Step 3: Upload Backup to Storage

# Upload to S3 (or other cloud storage)
aws s3 cp "$BACKUP_FILE" \
  s3://so1-backups/databases/control-plane/ \
  --storage-class STANDARD_IA \
  --metadata "source=control-plane-db,timestamp=$(date -Iseconds),checksum=$(cat ${BACKUP_FILE}.sha256)"

# Upload checksum
aws s3 cp "${BACKUP_FILE}.sha256" \
  s3://so1-backups/databases/control-plane/

# Verify upload
aws s3 ls s3://so1-backups/databases/control-plane/ | grep "$BACKUP_FILE"

# Clean up local backup (optional, after verification)
# rm "$BACKUP_FILE" "${BACKUP_FILE}.sha256"

Step 4: Automate Backup with n8n

# Create automated backup workflow
curl -X POST https://n8n.so1.io/api/v1/workflows \
  -H "X-N8N-API-KEY: ${N8N_API_KEY}" \
  -H "Content-Type: application/json" \
  -d '{
    "name": "Database Backup - Daily",
    "nodes": [
      {
        "name": "Schedule",
        "type": "n8n-nodes-base.scheduleTrigger",
        "parameters": {
          "cronExpression": "0 2 * * *"
        }
      },
      {
        "name": "Trigger Backup",
        "type": "n8n-nodes-base.httpRequest",
        "parameters": {
          "url": "https://control-plane.so1.io/api/v1/admin/backup/create",
          "method": "POST",
          "authentication": "genericCredentialType",
          "headers": {
            "Authorization": "Bearer {{$env.CONTROL_PLANE_API_KEY}}"
          },
          "jsonParameters": true,
          "bodyParameters": {
            "databases": ["control-plane-db", "n8n-db", "veritas-db"],
            "storage": "s3://so1-backups/databases/",
            "retention_days": 30
          }
        }
      },
      {
        "name": "Verify Backup",
        "type": "n8n-nodes-base.httpRequest",
        "parameters": {
          "url": "https://control-plane.so1.io/api/v1/admin/backup/verify",
          "method": "POST",
          "bodyParameters": {
            "backup_id": "={{$json.backup_id}}"
          }
        }
      },
      {
        "name": "Notify Success",
        "type": "n8n-nodes-base.slack",
        "parameters": {
          "channel": "#ops-notifications",
          "text": "✅ Daily database backup completed successfully\nBackup ID: {{$json.backup_id}}\nSize: {{$json.size_mb}}MB"
        }
      }
    ],
    "active": true
  }'

Procedure 2: Restore Database from Backup

Step 1: Identify Backup to Restore

# List available backups
aws s3 ls s3://so1-backups/databases/control-plane/ --recursive | sort -r

# Get specific backup
BACKUP_FILE="backup_control_plane_20260310_020000.sql"

# Download backup
aws s3 cp "s3://so1-backups/databases/control-plane/${BACKUP_FILE}" .

# Download and verify checksum
aws s3 cp "s3://so1-backups/databases/control-plane/${BACKUP_FILE}.sha256" .
sha256sum -c "${BACKUP_FILE}.sha256"

Step 2: Prepare for Restoration

Database restoration is a destructive operation.

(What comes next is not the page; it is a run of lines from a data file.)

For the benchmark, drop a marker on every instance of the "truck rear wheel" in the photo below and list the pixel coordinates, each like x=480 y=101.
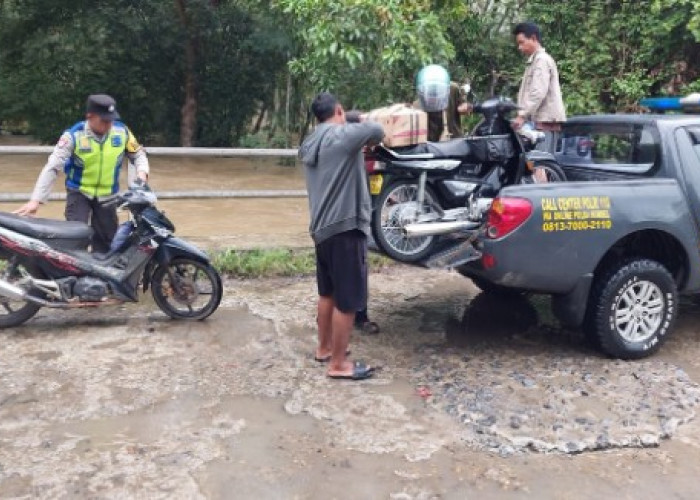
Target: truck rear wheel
x=632 y=308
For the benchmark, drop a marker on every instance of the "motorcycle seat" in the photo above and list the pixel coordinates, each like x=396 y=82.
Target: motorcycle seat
x=456 y=148
x=46 y=229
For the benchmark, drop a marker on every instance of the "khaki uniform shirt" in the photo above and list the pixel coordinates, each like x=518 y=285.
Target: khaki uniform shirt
x=540 y=95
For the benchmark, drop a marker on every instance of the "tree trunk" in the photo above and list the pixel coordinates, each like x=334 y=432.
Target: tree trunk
x=188 y=112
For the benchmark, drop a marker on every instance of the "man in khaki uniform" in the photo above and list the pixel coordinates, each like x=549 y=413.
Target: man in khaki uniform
x=539 y=97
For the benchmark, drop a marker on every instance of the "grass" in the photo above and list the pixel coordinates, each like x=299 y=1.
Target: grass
x=275 y=262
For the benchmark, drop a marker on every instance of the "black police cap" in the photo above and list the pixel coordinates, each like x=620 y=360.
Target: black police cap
x=102 y=105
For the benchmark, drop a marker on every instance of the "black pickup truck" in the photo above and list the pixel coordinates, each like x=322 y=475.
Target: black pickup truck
x=615 y=246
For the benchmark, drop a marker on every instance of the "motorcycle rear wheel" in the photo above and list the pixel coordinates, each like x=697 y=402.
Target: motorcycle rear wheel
x=15 y=312
x=187 y=289
x=388 y=220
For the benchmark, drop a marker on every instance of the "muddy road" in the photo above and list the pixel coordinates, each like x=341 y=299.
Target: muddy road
x=473 y=400
x=476 y=396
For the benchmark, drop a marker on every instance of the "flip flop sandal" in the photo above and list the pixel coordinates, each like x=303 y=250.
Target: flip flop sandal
x=369 y=327
x=360 y=371
x=326 y=359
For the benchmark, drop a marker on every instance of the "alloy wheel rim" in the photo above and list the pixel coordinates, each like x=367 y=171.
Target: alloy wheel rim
x=639 y=311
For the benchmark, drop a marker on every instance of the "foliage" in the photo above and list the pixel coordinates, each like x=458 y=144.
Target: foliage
x=238 y=59
x=611 y=53
x=52 y=57
x=365 y=51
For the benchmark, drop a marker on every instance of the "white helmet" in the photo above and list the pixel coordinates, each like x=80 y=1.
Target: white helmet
x=433 y=86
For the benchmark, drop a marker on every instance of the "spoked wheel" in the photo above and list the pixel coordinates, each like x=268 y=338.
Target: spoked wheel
x=15 y=312
x=545 y=171
x=398 y=206
x=187 y=289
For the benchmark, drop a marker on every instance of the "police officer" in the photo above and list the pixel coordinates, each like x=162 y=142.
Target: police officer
x=91 y=153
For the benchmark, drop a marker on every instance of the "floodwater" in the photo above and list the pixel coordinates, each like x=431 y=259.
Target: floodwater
x=475 y=396
x=227 y=222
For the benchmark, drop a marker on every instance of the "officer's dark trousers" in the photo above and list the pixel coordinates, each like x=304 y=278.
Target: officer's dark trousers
x=103 y=220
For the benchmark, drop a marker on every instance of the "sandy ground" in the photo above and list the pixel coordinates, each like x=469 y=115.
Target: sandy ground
x=475 y=396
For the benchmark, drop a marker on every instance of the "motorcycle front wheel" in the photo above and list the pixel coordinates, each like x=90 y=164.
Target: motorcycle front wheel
x=397 y=206
x=15 y=312
x=187 y=289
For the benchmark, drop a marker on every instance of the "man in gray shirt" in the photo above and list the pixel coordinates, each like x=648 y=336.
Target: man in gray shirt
x=539 y=98
x=341 y=209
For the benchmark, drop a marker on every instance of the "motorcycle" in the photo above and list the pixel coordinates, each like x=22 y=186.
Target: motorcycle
x=444 y=189
x=46 y=263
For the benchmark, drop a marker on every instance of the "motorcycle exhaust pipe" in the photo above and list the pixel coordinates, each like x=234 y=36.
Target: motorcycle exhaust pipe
x=11 y=291
x=437 y=228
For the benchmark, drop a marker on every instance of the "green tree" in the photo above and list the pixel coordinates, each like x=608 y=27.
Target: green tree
x=192 y=78
x=366 y=51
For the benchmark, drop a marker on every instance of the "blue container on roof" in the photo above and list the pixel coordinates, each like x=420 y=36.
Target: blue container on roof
x=662 y=103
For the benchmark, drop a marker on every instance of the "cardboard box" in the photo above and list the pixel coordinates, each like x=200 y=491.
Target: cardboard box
x=403 y=125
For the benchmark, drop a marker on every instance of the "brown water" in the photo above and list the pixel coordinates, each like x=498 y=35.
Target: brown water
x=211 y=222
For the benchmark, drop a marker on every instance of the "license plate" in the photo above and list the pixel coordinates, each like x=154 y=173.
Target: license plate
x=375 y=184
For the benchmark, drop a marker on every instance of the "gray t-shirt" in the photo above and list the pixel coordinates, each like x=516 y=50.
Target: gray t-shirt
x=339 y=198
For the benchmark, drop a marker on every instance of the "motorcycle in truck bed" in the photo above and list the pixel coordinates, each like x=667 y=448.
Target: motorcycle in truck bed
x=615 y=245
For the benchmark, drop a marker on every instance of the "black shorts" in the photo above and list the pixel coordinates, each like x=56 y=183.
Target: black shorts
x=341 y=270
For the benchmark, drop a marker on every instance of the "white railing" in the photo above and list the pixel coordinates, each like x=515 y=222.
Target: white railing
x=211 y=152
x=166 y=195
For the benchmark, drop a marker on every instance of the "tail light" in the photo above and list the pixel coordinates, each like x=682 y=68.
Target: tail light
x=370 y=164
x=505 y=215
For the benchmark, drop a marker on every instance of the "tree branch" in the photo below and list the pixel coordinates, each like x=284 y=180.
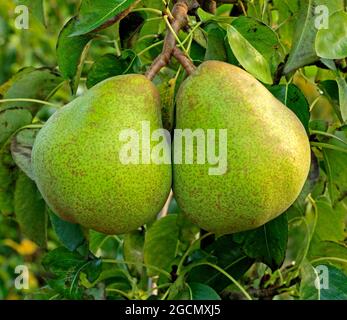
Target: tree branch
x=186 y=63
x=118 y=17
x=180 y=20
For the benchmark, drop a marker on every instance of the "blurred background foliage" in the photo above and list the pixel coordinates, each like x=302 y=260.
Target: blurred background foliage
x=315 y=89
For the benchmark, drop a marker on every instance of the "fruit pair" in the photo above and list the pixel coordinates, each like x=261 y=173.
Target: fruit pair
x=79 y=173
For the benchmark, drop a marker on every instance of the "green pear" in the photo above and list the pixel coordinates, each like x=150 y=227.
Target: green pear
x=77 y=164
x=267 y=155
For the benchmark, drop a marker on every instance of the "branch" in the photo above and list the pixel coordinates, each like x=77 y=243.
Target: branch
x=180 y=20
x=118 y=17
x=209 y=5
x=186 y=63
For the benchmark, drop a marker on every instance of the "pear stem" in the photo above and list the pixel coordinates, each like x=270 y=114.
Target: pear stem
x=186 y=63
x=179 y=21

Always test in a staging environment first and notify the team before restoring production databases.

# Create snapshot of current database (safety measure)
SNAPSHOT_FILE="snapshot_before_restore_$(date +%Y%m%d_%H%M%S).sql"
pg_dump "$DATABASE_URL" --format=custom --file="$SNAPSHOT_FILE"

# Terminate active connections to database
psql "$DATABASE_URL" -c "SELECT pg_terminate_backend(pid) FROM pg_stat_activity WHERE datname = current_database() AND pid <> pg_backend_pid();"

# Optionally: Create new database for restoration
# psql "$DATABASE_URL" -c "CREATE DATABASE control_plane_restore;"

Step 3: Execute Restoration

# Restore database from backup
pg_restore \
  --dbname="$DATABASE_URL" \
  --clean \
  --if-exists \
  --verbose \
  "$BACKUP_FILE"

# Check restoration status
echo $?  # Should be 0 for success

# Verify record counts
psql "$DATABASE_URL" -c "SELECT schemaname, tablename, n_live_tup as rows FROM pg_stat_user_tables ORDER BY n_live_tup DESC LIMIT 10;"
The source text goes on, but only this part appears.